Monsieur le ministre, je voulais appeler l’attention de M. le ministre d’État, ministre des affaires étrangères et européennes sur les suites de l’enquête relative à la disparition de M. Ibni Oumar Mahamat Saleh, militant tchadien des droits de l’homme, ancien recteur, ancien ministre, docteur en mathématiques de l’université d’Orléans, intervenue au moment où une offensive était menée par des rebelles contre la capitale du Tchad dans les premiers jours du mois de février 2008.
Monsieur le ministre, vous connaissez les termes du rapport de la commission d’enquête « sur les événements survenus en République du Tchad du 28 janvier au 8 février 2008 et leurs conséquences ». Cette commission avait, d’une part, conclu à « l’impossibilité que [l’enlèvement d’Ibni Oumar Mahamat Saleh] soit le fait d’une initiative personnelle d’un quelconque militaire subalterne n’ayant reçu aucun ordre de sa hiérarchie ou des instances supérieures de l’État tchadien, ce qui, par voie de conséquence, met en évidence l’implication des plus hautes autorités militaires tchadiennes et dès lors se pose la question du rôle du chef de l’État dans la chaîne de commandement ».
La commission d’enquête avait, d’autre part, recommandé au gouvernement tchadien de constituer un comité restreint de suivi de ses conclusions au sein duquel la représentation de la communauté internationale serait assurée.

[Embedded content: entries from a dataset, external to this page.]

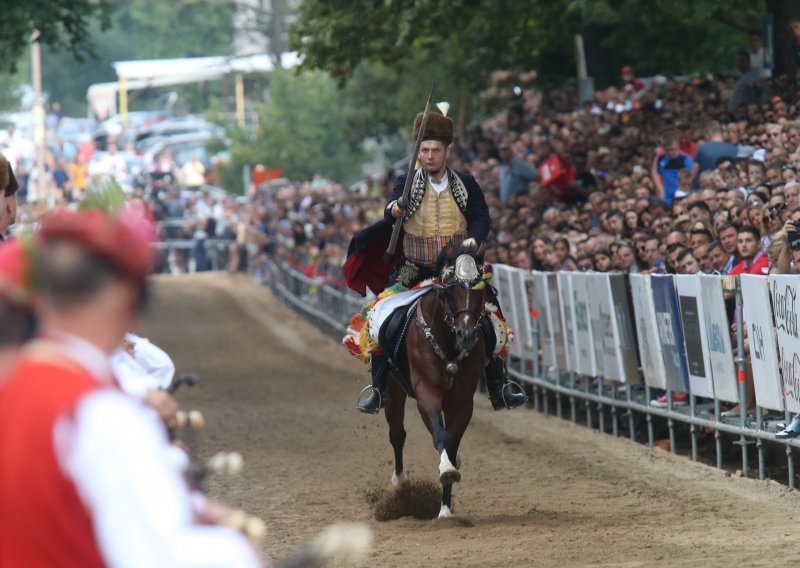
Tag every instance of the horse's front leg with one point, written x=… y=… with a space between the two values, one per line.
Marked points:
x=395 y=413
x=429 y=402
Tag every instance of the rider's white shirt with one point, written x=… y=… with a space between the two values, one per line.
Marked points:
x=150 y=368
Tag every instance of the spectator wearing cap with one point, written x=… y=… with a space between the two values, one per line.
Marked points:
x=711 y=151
x=87 y=472
x=630 y=83
x=515 y=174
x=17 y=320
x=749 y=86
x=668 y=166
x=753 y=260
x=721 y=261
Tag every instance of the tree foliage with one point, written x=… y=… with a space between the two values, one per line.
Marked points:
x=665 y=36
x=63 y=24
x=304 y=129
x=142 y=29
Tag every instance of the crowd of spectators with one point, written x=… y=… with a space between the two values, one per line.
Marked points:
x=676 y=176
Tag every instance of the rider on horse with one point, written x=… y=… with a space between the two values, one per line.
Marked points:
x=444 y=207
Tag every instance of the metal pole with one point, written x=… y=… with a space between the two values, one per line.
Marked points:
x=631 y=423
x=614 y=411
x=649 y=418
x=588 y=405
x=240 y=100
x=741 y=375
x=123 y=102
x=600 y=410
x=573 y=404
x=39 y=188
x=717 y=433
x=760 y=444
x=559 y=411
x=670 y=423
x=693 y=426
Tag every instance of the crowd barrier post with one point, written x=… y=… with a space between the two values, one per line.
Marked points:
x=692 y=425
x=741 y=376
x=629 y=413
x=573 y=404
x=648 y=395
x=671 y=422
x=717 y=433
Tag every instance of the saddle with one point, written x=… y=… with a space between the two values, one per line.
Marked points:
x=392 y=339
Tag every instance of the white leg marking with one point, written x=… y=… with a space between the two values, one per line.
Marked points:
x=447 y=472
x=399 y=481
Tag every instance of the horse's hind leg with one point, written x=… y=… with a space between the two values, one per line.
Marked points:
x=429 y=402
x=446 y=510
x=395 y=411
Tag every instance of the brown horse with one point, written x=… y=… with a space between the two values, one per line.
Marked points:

Monsieur le secrétaire d’État, je vous rappelle en outre que, en l’absence de respect par les autorités tchadiennes de cette dernière recommandation, l’Assemblée nationale française a voté le 25 mars 2010, à l’unanimité, une résolution demandant au gouvernement français de faire pression sur les autorités tchadiennes pour que ces recommandations soient respectées.
Or, à ce jour, malgré les engagements réitérés du Président de la République française que notre collègue député de la Nièvre, M. Gaëtan Gorce, et moi-même avons saisi à la demande de la famille d’Ibni Oumar Mahamat Saleh et des associations humanitaires et de défense des droits de l’homme, et en dépit des engagements des précédents ministres français des affaires étrangères de mettre tout en œuvre pour que la lumière soit faite dans cette affaire, nous ne disposons pas d’information sur l’évolution de cette enquête, alors qu’il apparaît que des représentants du Conseil de l’Europe et de l’Organisation internationale de la francophonie y ont – ou auraient – été associés.
En premier lieu, je vous demande donc de bien vouloir faire part au Sénat des informations dont vous disposez quant à l’évolution de cette enquête.
En second lieu, quelles initiatives avez-vous prises ou comptez-vous prendre pour que la vérité soit enfin connue et les responsabilités établies dans la disparition de M. Ibni Oumar Mahamat Saleh, qui était – il n’est pas inutile de le rappeler dans le contexte actuel du Tchad – le leader de l’opposition.
En troisième lieu, compte tenu des relations privilégiées entretenues par la France avec le Tchad, notamment au travers du dispositif « Épervier » et la présence avérée durant les événements de février 2008 de fonctionnaires français auprès des plus hautes autorités tchadiennes, je vous demande de bien vouloir ordonner la déclassification des documents diplomatiques publiés et échangés par l’ambassade de France au Tchad, le ministère des affaires étrangères et le ministère de la défense pendant le mois de février 2008, afin de permettre au Parlement de disposer de toutes les informations utiles sur le déroulement des événements tragiques au cours desquels s’est joué le sort de M. Ibni Oumar Mahamat Saleh.